En el seno del pueblo poco se sabía sobre los juicios rápidos y sumarísimos que se celebraban a militares, policías, y civiles vinculados supuestamente a la represión del régimen depuesto de Fulgencio Batista.
Ni siquiera en La Habana se supo que, en Santiago de Cuba, Raúl Castro había dado la orden de fusilar a más de setenta personas, en un mismo día del mes de enero de 1959, a las pocas horas de la partida de Batista y a pesar de que la pena de muerte no se había establecido legalmente, como se hizo quince días después.
En una ocasión, se vio al capitán Luis Pérez Perdomo en la televisión, relacionado con el juicio celebrado a Sosa Blanco, un espectáculo macabro cuyo escenario fue el estadio de la Ciudad Deportiva de La Habana, el día 23 de enero de 1959, y que superó con creces al circo romano de la antigüedad europea.
Fue por diciembre de ese mismo año que no se supo más del capitán Perdomo. Mis amigos, que también eran amigos suyos, se preguntaban dónde podía estar. Los comentarios eran muchos y confusos, pero nadie sabía nada. Vivíamos en un pleno torbellino revolucionario que hoy no se lo deseo ni a mi peor enemigo. El día 15 de ese mismo mes ya se había fusilado a 553 personas.
Como prueba de una amistad corta y extraña, como la veo hoy, me regaló la foto que se adjunta a esta crónica. En ella se ve al capitán Perdomo, aparentemente con cierto disgusto, porque un alto funcionario de la Embajada de Estados Unidos en Cuba le hacía saber que en el mundo se comentaba, con horror, los cientos de fusilamientos que Castro llevaba a cabo, carentes de verdaderos procesos judiciales.

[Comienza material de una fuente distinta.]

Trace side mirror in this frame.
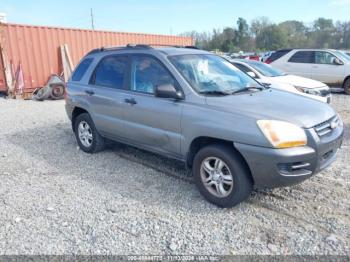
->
[155,84,183,100]
[333,58,344,65]
[247,71,258,78]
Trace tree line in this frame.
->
[181,17,350,53]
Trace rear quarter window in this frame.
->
[71,58,93,82]
[267,50,291,63]
[288,51,315,64]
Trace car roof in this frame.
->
[276,48,337,52]
[86,45,211,56]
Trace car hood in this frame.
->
[206,89,336,128]
[269,75,325,88]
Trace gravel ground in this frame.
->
[0,95,350,255]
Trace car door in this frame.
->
[85,55,130,138]
[281,50,315,78]
[312,51,345,86]
[120,55,183,157]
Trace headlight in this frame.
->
[294,86,321,96]
[257,120,307,148]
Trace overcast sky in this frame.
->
[0,0,350,34]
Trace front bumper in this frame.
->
[234,123,343,188]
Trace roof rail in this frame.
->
[87,44,199,55]
[87,44,152,55]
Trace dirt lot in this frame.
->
[0,95,350,255]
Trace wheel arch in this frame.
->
[186,136,253,178]
[72,106,89,132]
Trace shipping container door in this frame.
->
[0,48,7,92]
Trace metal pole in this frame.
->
[91,8,95,30]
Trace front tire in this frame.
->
[344,78,350,95]
[193,144,253,208]
[74,113,105,154]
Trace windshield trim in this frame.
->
[241,62,287,77]
[167,53,268,97]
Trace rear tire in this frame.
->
[193,144,253,208]
[344,78,350,95]
[74,113,105,154]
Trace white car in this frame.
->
[230,59,331,103]
[266,49,350,95]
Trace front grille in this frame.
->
[314,117,340,137]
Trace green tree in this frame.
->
[256,25,288,50]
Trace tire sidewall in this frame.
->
[344,79,350,95]
[193,146,253,207]
[74,113,97,153]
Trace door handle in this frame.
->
[85,90,95,96]
[124,98,137,106]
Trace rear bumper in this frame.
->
[234,125,343,188]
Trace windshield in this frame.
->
[335,51,350,61]
[169,54,262,94]
[245,60,286,77]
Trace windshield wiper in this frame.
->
[199,90,232,96]
[232,86,266,95]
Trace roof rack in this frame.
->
[87,44,152,55]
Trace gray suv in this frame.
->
[66,45,343,207]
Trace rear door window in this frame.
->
[288,51,315,64]
[266,49,291,63]
[131,55,175,94]
[72,58,93,82]
[90,56,129,89]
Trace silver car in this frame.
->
[66,45,343,207]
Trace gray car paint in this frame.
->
[67,48,343,186]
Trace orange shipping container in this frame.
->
[0,24,193,91]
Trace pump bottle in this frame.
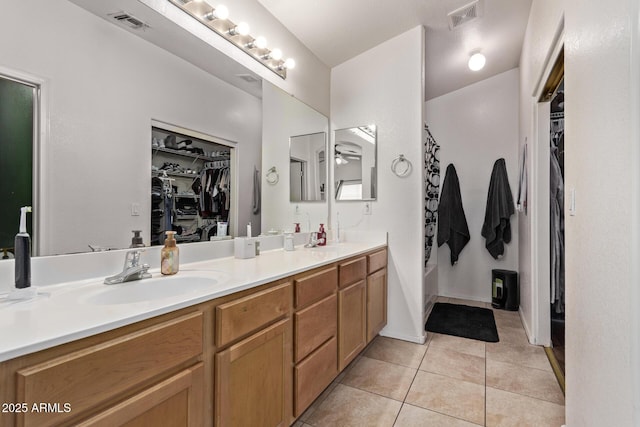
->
[318,224,327,246]
[160,231,180,275]
[14,206,31,289]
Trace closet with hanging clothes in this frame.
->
[150,126,232,245]
[549,80,565,372]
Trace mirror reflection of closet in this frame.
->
[150,122,237,245]
[289,132,327,202]
[334,125,377,201]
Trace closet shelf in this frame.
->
[151,170,198,179]
[152,147,229,162]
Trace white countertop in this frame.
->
[0,240,386,361]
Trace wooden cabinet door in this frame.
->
[367,268,387,343]
[338,280,367,371]
[78,363,204,427]
[215,319,293,427]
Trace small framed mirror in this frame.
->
[289,132,327,202]
[333,125,377,200]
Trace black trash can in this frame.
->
[491,269,520,311]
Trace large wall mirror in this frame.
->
[289,132,327,202]
[0,0,328,255]
[333,125,377,200]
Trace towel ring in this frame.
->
[391,154,413,178]
[265,166,280,185]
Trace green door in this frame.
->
[0,76,36,258]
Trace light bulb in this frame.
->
[235,22,250,36]
[213,4,229,20]
[270,48,282,61]
[468,52,487,71]
[253,36,267,49]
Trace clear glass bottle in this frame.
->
[318,224,327,246]
[160,231,180,275]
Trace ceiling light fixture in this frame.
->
[204,0,229,21]
[169,0,296,79]
[468,52,487,71]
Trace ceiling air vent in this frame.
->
[109,12,149,30]
[447,0,482,30]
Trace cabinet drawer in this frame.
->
[294,337,338,417]
[295,267,338,308]
[338,257,367,288]
[17,313,203,427]
[367,249,387,274]
[294,294,338,362]
[215,283,291,347]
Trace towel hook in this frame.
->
[265,166,280,185]
[391,154,413,178]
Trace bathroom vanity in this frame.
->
[0,243,387,427]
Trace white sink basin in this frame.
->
[83,273,223,305]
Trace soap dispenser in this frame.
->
[160,231,180,275]
[318,224,327,246]
[7,206,37,300]
[14,206,31,289]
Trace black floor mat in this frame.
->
[424,302,500,342]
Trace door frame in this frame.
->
[0,65,51,256]
[530,21,564,347]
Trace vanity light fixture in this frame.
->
[168,0,296,79]
[468,51,487,71]
[229,22,250,36]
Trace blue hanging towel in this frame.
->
[438,164,471,265]
[482,158,515,259]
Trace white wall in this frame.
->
[518,0,564,340]
[565,0,640,427]
[425,68,518,302]
[262,82,329,232]
[0,0,261,254]
[330,27,424,342]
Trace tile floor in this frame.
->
[294,298,564,427]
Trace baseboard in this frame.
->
[544,347,565,394]
[380,329,427,344]
[518,310,537,345]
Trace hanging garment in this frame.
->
[438,164,471,265]
[481,158,515,259]
[424,124,440,268]
[549,147,564,313]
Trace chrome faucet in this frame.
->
[104,249,151,285]
[304,231,318,248]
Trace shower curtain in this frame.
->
[424,124,440,268]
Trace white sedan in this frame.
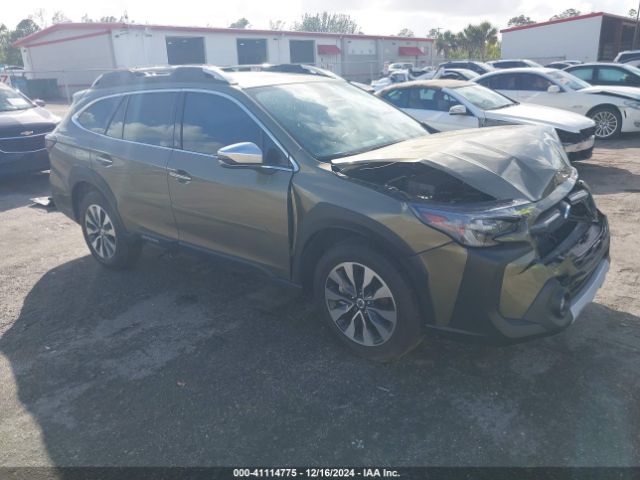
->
[376,80,596,160]
[474,68,640,139]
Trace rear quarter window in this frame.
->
[123,92,178,147]
[78,97,122,133]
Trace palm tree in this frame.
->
[436,30,458,58]
[461,21,498,60]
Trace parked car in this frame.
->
[371,70,416,92]
[565,63,640,87]
[613,50,640,67]
[47,66,609,360]
[438,60,495,75]
[433,68,479,80]
[376,80,596,160]
[474,68,640,139]
[387,62,415,72]
[545,60,582,70]
[0,83,60,176]
[487,59,542,69]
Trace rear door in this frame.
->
[78,92,178,238]
[405,87,479,132]
[169,91,293,276]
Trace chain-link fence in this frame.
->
[0,59,436,103]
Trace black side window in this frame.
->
[384,88,409,108]
[406,88,437,110]
[517,73,552,92]
[78,97,122,133]
[478,73,517,90]
[123,92,177,147]
[567,67,593,82]
[106,97,128,138]
[182,93,289,166]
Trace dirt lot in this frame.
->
[0,129,640,466]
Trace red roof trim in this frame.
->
[500,12,604,33]
[317,44,341,55]
[398,47,424,57]
[13,22,433,47]
[14,30,111,47]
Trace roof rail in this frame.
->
[221,63,344,80]
[91,65,233,88]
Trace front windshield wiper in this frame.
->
[487,102,518,110]
[317,137,415,162]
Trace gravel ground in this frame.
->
[0,129,640,466]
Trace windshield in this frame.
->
[547,70,591,90]
[624,65,640,77]
[0,88,33,112]
[247,81,428,161]
[455,85,515,110]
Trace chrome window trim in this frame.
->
[71,88,300,172]
[0,130,53,142]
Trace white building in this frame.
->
[14,23,437,94]
[500,12,636,64]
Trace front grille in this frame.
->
[531,183,598,259]
[0,134,44,153]
[556,126,596,143]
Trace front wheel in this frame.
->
[588,106,622,140]
[314,243,423,361]
[79,191,141,270]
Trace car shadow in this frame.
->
[0,250,640,466]
[0,170,51,212]
[573,161,640,195]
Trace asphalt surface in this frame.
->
[0,126,640,466]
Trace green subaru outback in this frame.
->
[47,66,609,360]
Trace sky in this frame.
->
[0,0,638,36]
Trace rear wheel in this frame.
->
[79,191,141,269]
[314,243,423,361]
[588,106,622,140]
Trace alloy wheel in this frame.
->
[84,204,116,260]
[325,262,398,347]
[591,110,618,138]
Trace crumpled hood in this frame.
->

He buscado, inútilmente, si el funcionario que aparece en la foto es el embajador norteamericano en La Habana, de aquellos momentos. Sólo sé que su nombre era Philip Bonsal, quien acudió al aeropuerto el 4 de mayo de 1959 para recibir a Fidel Castro y quien el 29 de octubre de 1960 es retirado “para un extenso período de consultas”, pero nunca más volvió a Cuba.
Justamente a finales de ese mes de octubre, el número de fusilados era de mil trescientos treinta cubanos.
Se trata de una historia bien oculta del régimen castrista, tan oculta como el nombre del capitán Luis Pérez Perdomo, puesto que no se explica cómo se necesitaron más de mil hombres para matar a un poco más de cien terroristas del Movimiento 26 de Julio y del Directorio Revolucionario, a manos de la Policía.